Friday, October 23, 2009

Project update: interview requests sent

Last night, I sent off interview requests to four EMU faculty members, along with the interview guidelines document, which I will re-print here.  This essentially is a schedule for each interview session:
  1. Briefing
    1. Talk about the recording equipment, how recording will be used
    2. Talk about the photography at the end of the session
  2. Interview
    1. Question: Tell me about the earliest experience you can remember where you thought about God.
    2. Question: Tell me about when you started to become interested in theology in the formal, academic sense.
    3. Question: What is theology to you now? How do you think about it? How do you practice it?
  3. Debriefing
    1. Make observations about themes I heard in responses, and ask for clarifications or elaborations
    2. Ask if there's anything else they'd like to share
    3. Promise that transcripts will be delivered and approval asked for
    4. Promise that final product will be made readily available to them
    5. Thank them for the interview, prepare again for the photography
  4. Take Photos

My prof, Howard, also suggested that I be ready with a list of follow-up questions for each listed above, so I still have to get those ready before I do the first interview.  I haven't heard back from any of them yet, but read on if you're interested in who they are...

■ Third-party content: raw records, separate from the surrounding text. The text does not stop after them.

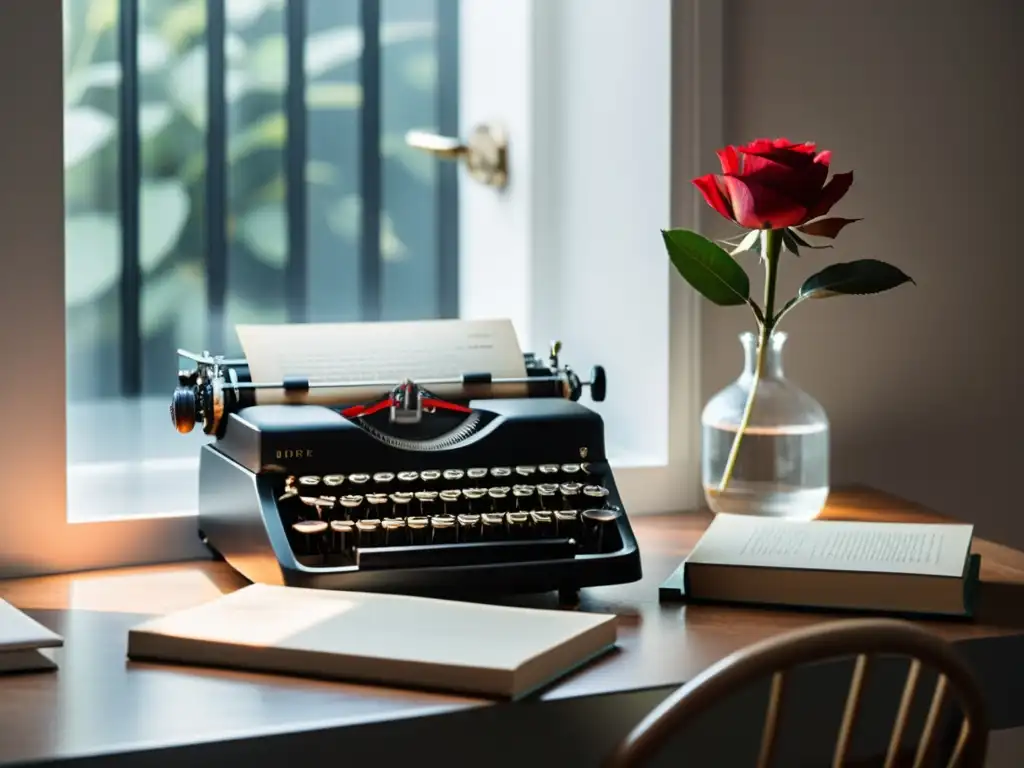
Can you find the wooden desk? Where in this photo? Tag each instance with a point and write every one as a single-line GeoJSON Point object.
{"type": "Point", "coordinates": [101, 705]}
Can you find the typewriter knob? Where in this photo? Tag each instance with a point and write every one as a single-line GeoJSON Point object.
{"type": "Point", "coordinates": [598, 384]}
{"type": "Point", "coordinates": [183, 409]}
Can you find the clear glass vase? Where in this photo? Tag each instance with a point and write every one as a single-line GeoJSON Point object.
{"type": "Point", "coordinates": [781, 468]}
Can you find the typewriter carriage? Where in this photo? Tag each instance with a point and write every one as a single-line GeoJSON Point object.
{"type": "Point", "coordinates": [218, 386]}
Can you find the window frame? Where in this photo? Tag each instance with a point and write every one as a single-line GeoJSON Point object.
{"type": "Point", "coordinates": [37, 537]}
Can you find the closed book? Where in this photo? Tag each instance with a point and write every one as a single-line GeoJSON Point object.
{"type": "Point", "coordinates": [884, 567]}
{"type": "Point", "coordinates": [395, 640]}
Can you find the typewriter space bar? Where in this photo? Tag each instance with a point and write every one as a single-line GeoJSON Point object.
{"type": "Point", "coordinates": [475, 553]}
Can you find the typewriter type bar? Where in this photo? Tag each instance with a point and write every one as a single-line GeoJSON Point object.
{"type": "Point", "coordinates": [464, 554]}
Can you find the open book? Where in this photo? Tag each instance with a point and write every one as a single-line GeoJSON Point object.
{"type": "Point", "coordinates": [887, 567]}
{"type": "Point", "coordinates": [418, 642]}
{"type": "Point", "coordinates": [23, 640]}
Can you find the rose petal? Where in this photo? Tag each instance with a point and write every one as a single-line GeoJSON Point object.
{"type": "Point", "coordinates": [757, 206]}
{"type": "Point", "coordinates": [825, 227]}
{"type": "Point", "coordinates": [729, 159]}
{"type": "Point", "coordinates": [710, 187]}
{"type": "Point", "coordinates": [830, 194]}
{"type": "Point", "coordinates": [801, 184]}
{"type": "Point", "coordinates": [786, 157]}
{"type": "Point", "coordinates": [767, 144]}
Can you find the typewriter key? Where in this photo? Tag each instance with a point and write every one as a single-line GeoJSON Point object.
{"type": "Point", "coordinates": [473, 500]}
{"type": "Point", "coordinates": [428, 501]}
{"type": "Point", "coordinates": [310, 536]}
{"type": "Point", "coordinates": [442, 528]}
{"type": "Point", "coordinates": [454, 475]}
{"type": "Point", "coordinates": [546, 494]}
{"type": "Point", "coordinates": [518, 523]}
{"type": "Point", "coordinates": [344, 536]}
{"type": "Point", "coordinates": [401, 503]}
{"type": "Point", "coordinates": [395, 532]}
{"type": "Point", "coordinates": [450, 501]}
{"type": "Point", "coordinates": [469, 527]}
{"type": "Point", "coordinates": [523, 496]}
{"type": "Point", "coordinates": [566, 523]}
{"type": "Point", "coordinates": [383, 478]}
{"type": "Point", "coordinates": [499, 499]}
{"type": "Point", "coordinates": [370, 532]}
{"type": "Point", "coordinates": [313, 503]}
{"type": "Point", "coordinates": [419, 530]}
{"type": "Point", "coordinates": [570, 494]}
{"type": "Point", "coordinates": [543, 522]}
{"type": "Point", "coordinates": [374, 502]}
{"type": "Point", "coordinates": [493, 526]}
{"type": "Point", "coordinates": [290, 489]}
{"type": "Point", "coordinates": [350, 504]}
{"type": "Point", "coordinates": [596, 523]}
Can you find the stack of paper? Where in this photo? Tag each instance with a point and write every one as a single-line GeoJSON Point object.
{"type": "Point", "coordinates": [22, 639]}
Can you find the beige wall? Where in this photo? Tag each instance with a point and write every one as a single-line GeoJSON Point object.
{"type": "Point", "coordinates": [922, 98]}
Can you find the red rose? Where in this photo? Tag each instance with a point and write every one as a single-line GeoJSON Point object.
{"type": "Point", "coordinates": [773, 184]}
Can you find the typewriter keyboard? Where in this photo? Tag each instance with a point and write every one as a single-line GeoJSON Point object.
{"type": "Point", "coordinates": [441, 517]}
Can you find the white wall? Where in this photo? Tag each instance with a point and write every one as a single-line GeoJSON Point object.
{"type": "Point", "coordinates": [922, 98]}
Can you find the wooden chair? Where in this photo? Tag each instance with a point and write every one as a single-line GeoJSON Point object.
{"type": "Point", "coordinates": [776, 656]}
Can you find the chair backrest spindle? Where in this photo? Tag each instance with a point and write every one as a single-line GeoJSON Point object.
{"type": "Point", "coordinates": [862, 639]}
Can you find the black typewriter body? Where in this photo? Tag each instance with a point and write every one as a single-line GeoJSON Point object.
{"type": "Point", "coordinates": [491, 496]}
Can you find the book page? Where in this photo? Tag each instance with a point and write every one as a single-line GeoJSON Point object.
{"type": "Point", "coordinates": [382, 355]}
{"type": "Point", "coordinates": [924, 549]}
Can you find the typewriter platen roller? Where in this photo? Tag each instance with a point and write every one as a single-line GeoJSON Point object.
{"type": "Point", "coordinates": [505, 487]}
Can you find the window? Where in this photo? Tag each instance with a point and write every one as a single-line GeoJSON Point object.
{"type": "Point", "coordinates": [603, 109]}
{"type": "Point", "coordinates": [226, 161]}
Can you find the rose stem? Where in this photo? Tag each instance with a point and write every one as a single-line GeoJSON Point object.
{"type": "Point", "coordinates": [771, 242]}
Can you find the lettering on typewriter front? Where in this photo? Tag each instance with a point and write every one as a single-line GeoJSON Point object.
{"type": "Point", "coordinates": [288, 454]}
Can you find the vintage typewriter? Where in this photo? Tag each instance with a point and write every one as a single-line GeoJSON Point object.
{"type": "Point", "coordinates": [505, 487]}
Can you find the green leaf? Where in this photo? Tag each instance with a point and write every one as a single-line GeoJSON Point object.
{"type": "Point", "coordinates": [751, 242]}
{"type": "Point", "coordinates": [712, 271]}
{"type": "Point", "coordinates": [828, 227]}
{"type": "Point", "coordinates": [790, 243]}
{"type": "Point", "coordinates": [853, 278]}
{"type": "Point", "coordinates": [848, 279]}
{"type": "Point", "coordinates": [800, 241]}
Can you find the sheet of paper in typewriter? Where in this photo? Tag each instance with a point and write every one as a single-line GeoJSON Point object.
{"type": "Point", "coordinates": [380, 352]}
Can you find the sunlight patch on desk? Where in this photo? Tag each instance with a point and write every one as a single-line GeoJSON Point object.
{"type": "Point", "coordinates": [134, 592]}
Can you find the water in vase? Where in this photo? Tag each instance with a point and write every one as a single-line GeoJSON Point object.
{"type": "Point", "coordinates": [780, 471]}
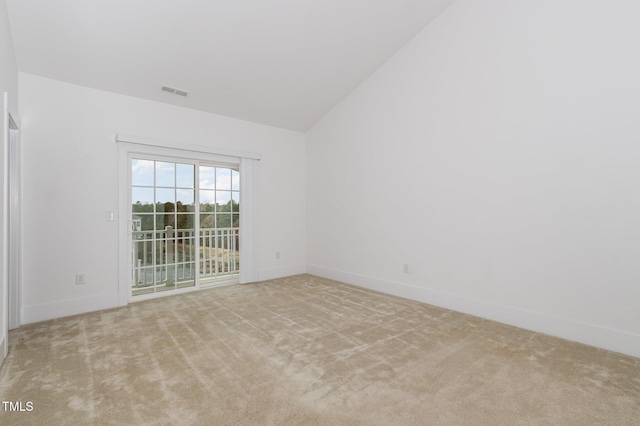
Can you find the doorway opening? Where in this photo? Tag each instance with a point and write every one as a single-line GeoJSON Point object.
{"type": "Point", "coordinates": [185, 224]}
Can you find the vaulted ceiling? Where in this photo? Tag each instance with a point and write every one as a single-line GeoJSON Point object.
{"type": "Point", "coordinates": [283, 63]}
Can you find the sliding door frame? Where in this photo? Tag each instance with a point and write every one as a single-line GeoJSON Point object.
{"type": "Point", "coordinates": [247, 162]}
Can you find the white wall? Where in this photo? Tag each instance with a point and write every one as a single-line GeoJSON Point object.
{"type": "Point", "coordinates": [70, 167]}
{"type": "Point", "coordinates": [9, 84]}
{"type": "Point", "coordinates": [498, 155]}
{"type": "Point", "coordinates": [8, 66]}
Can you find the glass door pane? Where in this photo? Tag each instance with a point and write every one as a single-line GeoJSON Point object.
{"type": "Point", "coordinates": [219, 195]}
{"type": "Point", "coordinates": [163, 226]}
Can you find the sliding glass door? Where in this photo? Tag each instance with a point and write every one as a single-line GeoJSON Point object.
{"type": "Point", "coordinates": [185, 220]}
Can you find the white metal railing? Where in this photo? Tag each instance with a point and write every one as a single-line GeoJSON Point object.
{"type": "Point", "coordinates": [167, 257]}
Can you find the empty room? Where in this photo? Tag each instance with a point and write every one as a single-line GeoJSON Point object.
{"type": "Point", "coordinates": [356, 212]}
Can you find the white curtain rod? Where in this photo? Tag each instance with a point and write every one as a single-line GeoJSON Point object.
{"type": "Point", "coordinates": [194, 148]}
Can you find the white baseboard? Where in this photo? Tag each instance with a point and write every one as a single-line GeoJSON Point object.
{"type": "Point", "coordinates": [589, 334]}
{"type": "Point", "coordinates": [65, 308]}
{"type": "Point", "coordinates": [280, 272]}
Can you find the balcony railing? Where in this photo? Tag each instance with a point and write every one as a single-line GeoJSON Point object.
{"type": "Point", "coordinates": [167, 257]}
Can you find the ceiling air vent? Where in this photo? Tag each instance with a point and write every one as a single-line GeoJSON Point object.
{"type": "Point", "coordinates": [174, 91]}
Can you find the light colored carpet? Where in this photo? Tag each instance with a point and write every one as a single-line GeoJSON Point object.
{"type": "Point", "coordinates": [304, 351]}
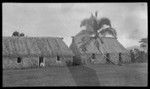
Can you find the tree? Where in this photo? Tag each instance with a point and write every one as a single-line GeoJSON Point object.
{"type": "Point", "coordinates": [22, 34]}
{"type": "Point", "coordinates": [143, 42]}
{"type": "Point", "coordinates": [15, 33]}
{"type": "Point", "coordinates": [96, 30]}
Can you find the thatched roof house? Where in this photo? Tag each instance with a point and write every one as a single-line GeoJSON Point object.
{"type": "Point", "coordinates": [110, 47]}
{"type": "Point", "coordinates": [49, 48]}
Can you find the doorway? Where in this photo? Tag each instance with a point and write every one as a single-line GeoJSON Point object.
{"type": "Point", "coordinates": [120, 59]}
{"type": "Point", "coordinates": [107, 58]}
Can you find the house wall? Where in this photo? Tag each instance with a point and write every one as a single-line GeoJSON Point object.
{"type": "Point", "coordinates": [28, 62]}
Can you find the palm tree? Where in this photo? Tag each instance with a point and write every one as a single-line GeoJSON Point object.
{"type": "Point", "coordinates": [96, 30]}
{"type": "Point", "coordinates": [143, 43]}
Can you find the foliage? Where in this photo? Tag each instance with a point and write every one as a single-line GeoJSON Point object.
{"type": "Point", "coordinates": [138, 56]}
{"type": "Point", "coordinates": [97, 31]}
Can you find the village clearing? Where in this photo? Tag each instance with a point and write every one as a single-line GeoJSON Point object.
{"type": "Point", "coordinates": [88, 75]}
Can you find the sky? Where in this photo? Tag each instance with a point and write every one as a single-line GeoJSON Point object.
{"type": "Point", "coordinates": [63, 19]}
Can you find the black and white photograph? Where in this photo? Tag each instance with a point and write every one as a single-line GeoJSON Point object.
{"type": "Point", "coordinates": [75, 44]}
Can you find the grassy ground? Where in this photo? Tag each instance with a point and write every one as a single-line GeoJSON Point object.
{"type": "Point", "coordinates": [87, 75]}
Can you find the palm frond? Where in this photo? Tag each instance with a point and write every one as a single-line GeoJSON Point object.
{"type": "Point", "coordinates": [84, 42]}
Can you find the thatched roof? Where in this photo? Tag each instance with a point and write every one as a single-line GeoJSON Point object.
{"type": "Point", "coordinates": [110, 44]}
{"type": "Point", "coordinates": [35, 46]}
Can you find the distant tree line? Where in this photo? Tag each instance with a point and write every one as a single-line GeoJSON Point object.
{"type": "Point", "coordinates": [17, 34]}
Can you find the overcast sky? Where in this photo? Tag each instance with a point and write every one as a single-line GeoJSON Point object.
{"type": "Point", "coordinates": [63, 19]}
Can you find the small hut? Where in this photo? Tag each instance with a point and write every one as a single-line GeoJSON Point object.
{"type": "Point", "coordinates": [111, 51]}
{"type": "Point", "coordinates": [22, 52]}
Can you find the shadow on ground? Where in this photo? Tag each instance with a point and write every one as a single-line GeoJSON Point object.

Heidi Miller Yoder, who is an assistant professor in the undergraduate Bible & Religion department.  Her mother teaches in the seminary and her father is my spiritual director.  Mennos like to keep it in the family.  She was the coordinator for when EMU brought Brian McClaren to campus last spring, which was fun.  I think she's in the final stages of her dissertation work, and I believe she's focusing on a recently-discovered early Anabaptist, civil engineer/theologian, Pilgram Marpeck.  I wrote a paper on baptism, comparing Marpeck and Calvin, for "Christian Tradition" last spring and had a great conversation with Heidi, who pointed me toward some great material.  Anyone who is familiar with Mennonites will see that Heidi is almost certainly a lifelong Mennonite.

Lisa Schirch, professor of peacebuilding at the Center for Justice & Peacebuilding and executive director of the 3D Security Initiative.  She taught one of my first classes at the CJP last fall, and she's awesome.  A lifelong Mennonite, but formally trained in the social sciences perspective on issues of peace and security.  So she has a way of looking at theology and peacebuilding that is probably much different than, say, my theology professor.

Mark Thiessen Nation, who is the professor of theology at the seminary.  He's also my neighbor.  I haven't had any theology classes with him yet, but he did co-teach the year-long "Christian Tradition" class last year.  I really like talking to him, and he was very helpful at providing me reading material for a "Faith-based Peacebuilding" class I took this past summer through the Summer Peacebuilding Institute here at EMU.  If you look to the right in the "required reading" section, the two books listed (for now) are ones that he handed me.  Mark is a convinced Anabaptist Mennonite, not having grown up in the tradition, coming to it through its theological-ethical qualities.

Peter Dula, assistant professor of religion & culture in the undergrad Bible & Religion dept.  I haven't run into Peter much yet, and that's part of why I chose to ask him for an interview.  His credentials interest me, so I'm looking forward to hearing his perspective.  I'm also not sure of how Peter came to teach at an Anabaptist school, although some of his work references John Howard Yoder, so I have some guesses based on that.
I should also notes that earlier this year, we had a round-table discussion called "Toward a Theology for Conflict Transformation" on campus.  Lisa, Mark, and Peter were all active participants in this discussion, and I see this project as a continuation of that discussion.